An A/C unit that cycles on and off rapidly can create a number of problems. The rapid cycling generally causes improper cooling in the home, increased wear to the A/C unit and will also spike an increase in energy consumption. It is important for a homeowner to quickly determine why the unit is rapidly cycling before the problem worsens.
Modern A/C units may cycle on and off more quickly than older units as a way of saving energy. If a homeowner has a newer unit, he should check its owner's manual for information on the proper operation of the unit. If the manual is missing, he should contact the manufacturer for this information. On older A/C units, one that is cycling more quickly than in the past generally indicates a problem. A/C units will also cycle off and on more quickly on very hot days.

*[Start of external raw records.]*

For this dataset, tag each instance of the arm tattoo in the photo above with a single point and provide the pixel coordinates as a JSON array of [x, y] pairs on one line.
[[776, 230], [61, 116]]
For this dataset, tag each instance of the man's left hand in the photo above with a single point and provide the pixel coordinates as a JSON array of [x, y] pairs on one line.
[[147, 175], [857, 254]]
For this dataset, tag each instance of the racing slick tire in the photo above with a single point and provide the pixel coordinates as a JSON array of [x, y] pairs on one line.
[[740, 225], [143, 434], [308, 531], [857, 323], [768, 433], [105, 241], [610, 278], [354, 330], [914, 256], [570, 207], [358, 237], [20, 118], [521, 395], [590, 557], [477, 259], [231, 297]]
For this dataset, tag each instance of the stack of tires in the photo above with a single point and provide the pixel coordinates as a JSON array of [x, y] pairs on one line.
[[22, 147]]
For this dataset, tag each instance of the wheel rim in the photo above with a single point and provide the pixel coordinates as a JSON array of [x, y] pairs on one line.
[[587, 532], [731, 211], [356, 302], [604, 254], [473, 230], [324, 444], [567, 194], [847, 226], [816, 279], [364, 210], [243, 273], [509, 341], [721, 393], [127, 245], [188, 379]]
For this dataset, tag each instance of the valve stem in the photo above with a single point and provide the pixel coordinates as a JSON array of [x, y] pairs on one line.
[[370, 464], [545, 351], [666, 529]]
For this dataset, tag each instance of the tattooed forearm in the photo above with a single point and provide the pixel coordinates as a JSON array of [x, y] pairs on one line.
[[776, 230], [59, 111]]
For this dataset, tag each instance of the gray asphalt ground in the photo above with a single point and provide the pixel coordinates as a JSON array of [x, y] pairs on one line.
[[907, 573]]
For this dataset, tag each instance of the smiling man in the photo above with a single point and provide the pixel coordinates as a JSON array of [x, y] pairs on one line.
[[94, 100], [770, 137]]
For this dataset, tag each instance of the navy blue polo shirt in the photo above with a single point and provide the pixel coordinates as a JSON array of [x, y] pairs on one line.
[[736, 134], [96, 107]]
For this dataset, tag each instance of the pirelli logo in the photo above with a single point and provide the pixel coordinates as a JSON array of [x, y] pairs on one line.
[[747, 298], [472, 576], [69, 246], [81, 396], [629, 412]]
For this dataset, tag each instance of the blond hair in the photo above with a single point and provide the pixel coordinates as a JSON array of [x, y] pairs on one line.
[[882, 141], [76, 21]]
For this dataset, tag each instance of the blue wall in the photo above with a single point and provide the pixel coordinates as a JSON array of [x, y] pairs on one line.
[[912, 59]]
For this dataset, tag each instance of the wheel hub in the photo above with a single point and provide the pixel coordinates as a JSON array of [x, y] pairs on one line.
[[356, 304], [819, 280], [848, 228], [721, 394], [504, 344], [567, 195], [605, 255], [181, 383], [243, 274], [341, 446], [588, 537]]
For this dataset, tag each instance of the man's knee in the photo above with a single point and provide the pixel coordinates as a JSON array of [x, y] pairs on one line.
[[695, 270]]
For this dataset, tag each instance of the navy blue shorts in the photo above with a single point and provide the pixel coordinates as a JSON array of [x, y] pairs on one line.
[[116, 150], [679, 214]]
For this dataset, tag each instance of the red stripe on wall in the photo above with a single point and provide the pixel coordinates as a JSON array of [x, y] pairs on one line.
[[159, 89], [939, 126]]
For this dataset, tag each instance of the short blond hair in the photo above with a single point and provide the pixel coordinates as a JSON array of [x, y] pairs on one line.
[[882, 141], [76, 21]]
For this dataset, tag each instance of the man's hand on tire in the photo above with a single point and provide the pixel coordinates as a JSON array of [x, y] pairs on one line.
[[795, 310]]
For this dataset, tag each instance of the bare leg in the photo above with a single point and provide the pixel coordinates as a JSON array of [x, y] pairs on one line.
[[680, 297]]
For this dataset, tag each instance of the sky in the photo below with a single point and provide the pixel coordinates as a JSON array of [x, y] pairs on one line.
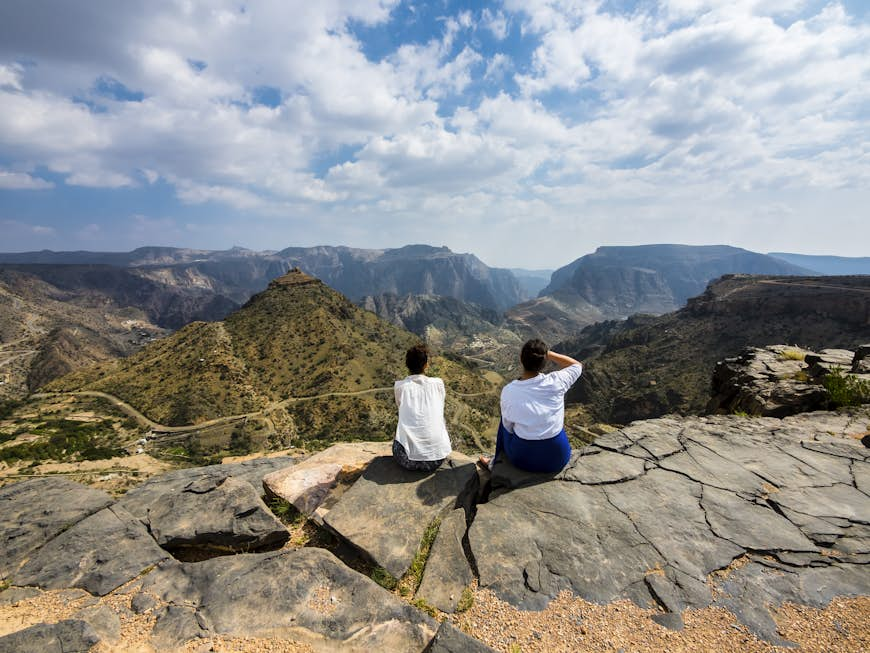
[[528, 132]]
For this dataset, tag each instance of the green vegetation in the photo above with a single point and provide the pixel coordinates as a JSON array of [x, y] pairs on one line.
[[64, 439], [384, 578], [410, 582], [465, 601], [792, 355], [420, 604], [846, 389]]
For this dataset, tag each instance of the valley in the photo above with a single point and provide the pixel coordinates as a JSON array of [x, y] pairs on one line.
[[300, 366]]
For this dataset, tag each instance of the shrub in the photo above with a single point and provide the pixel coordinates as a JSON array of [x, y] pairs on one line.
[[846, 389], [793, 355]]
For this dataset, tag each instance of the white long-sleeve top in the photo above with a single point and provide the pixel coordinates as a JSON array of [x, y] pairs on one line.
[[534, 409], [421, 428]]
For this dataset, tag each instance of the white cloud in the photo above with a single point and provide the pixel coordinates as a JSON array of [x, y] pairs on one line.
[[496, 22], [22, 181], [683, 108]]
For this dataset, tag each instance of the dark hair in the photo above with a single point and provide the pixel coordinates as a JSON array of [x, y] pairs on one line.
[[534, 355], [416, 358]]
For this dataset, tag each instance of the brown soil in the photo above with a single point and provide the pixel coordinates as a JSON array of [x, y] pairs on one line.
[[569, 624]]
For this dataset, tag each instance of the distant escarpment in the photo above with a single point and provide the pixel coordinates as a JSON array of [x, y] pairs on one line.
[[238, 273], [648, 366], [617, 282], [298, 360]]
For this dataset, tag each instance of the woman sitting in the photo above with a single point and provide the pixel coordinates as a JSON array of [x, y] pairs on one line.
[[532, 429], [421, 442]]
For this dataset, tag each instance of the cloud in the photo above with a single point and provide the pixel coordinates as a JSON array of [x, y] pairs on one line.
[[22, 181], [525, 110]]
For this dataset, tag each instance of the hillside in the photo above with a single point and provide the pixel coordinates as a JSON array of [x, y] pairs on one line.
[[827, 265], [615, 282], [299, 360], [238, 273], [649, 366]]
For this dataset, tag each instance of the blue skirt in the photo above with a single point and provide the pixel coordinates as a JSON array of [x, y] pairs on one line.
[[549, 455]]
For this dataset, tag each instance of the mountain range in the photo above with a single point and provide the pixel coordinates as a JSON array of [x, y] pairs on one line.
[[297, 362], [648, 366], [614, 283], [238, 273]]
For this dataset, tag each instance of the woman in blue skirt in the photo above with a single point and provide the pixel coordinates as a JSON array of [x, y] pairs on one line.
[[532, 429]]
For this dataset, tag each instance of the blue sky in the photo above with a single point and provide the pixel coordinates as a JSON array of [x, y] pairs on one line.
[[528, 132]]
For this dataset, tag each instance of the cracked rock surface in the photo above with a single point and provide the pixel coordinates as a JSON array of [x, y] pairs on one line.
[[687, 512]]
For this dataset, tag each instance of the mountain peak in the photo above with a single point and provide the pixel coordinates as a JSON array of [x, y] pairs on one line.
[[293, 277]]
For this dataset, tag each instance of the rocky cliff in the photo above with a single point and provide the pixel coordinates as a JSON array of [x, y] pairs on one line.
[[650, 366], [735, 513], [617, 282]]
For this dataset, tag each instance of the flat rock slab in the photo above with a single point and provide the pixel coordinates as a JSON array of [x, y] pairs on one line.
[[447, 571], [139, 500], [68, 636], [210, 512], [386, 512], [311, 485], [305, 594], [98, 554], [690, 496], [33, 512]]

An improperly adjusted thermostat may cause the A/C unit to cycle on and off. Check the thermostat that controls the air conditioner to make certain it is set up correctly. The air conditioner owner's manual should cover proper thermostat setup, or the thermostat may have a separate owner's manual. A home with significant drafts that allow hot air to enter the interior may cause the unit to rapidly cycle. The A/C unit should be properly sized for the home or area of the home that the A/C unit will cool. A unit that is too small will not be able to cool the home efficiently, causing it to run more frequently. A unit that is too large will cool the home too quickly, causing it to cycle on and off frequently and preventing the unit from properly dehumidifying the air in the home.
An improperly maintained A/C unit will not operate at peak efficiency. This may cause the unit to cycle off and on more quickly to make up for this inefficiency. The homeowner should make sure that the unit's filter is clean and that nothing is blocking the air return duct inside the home. The homeowner should also inspect the exterior of the A/C unit for any leaves and other debris that have built up around the unit as this can restrict air flow, causing the A/C unit to operate at a higher temperature than needed.
As an A/C unit ages, the unit can lose refrigerant, and parts on the unit can begin to fail. A low coolant level is a common cause of A/C unit cycling in older units. Though in some cases a homeowner can charge his own A/C unit, having the work completed by a certified technician is a better option in most cases. The technician will be able to check for other problems and assure that the refrigerant does not escape into the environment. Other internal components in the unit may fail and cause an A/C unit to rapidly cycle. Generally, a repair technician can quickly isolate and repair the problem.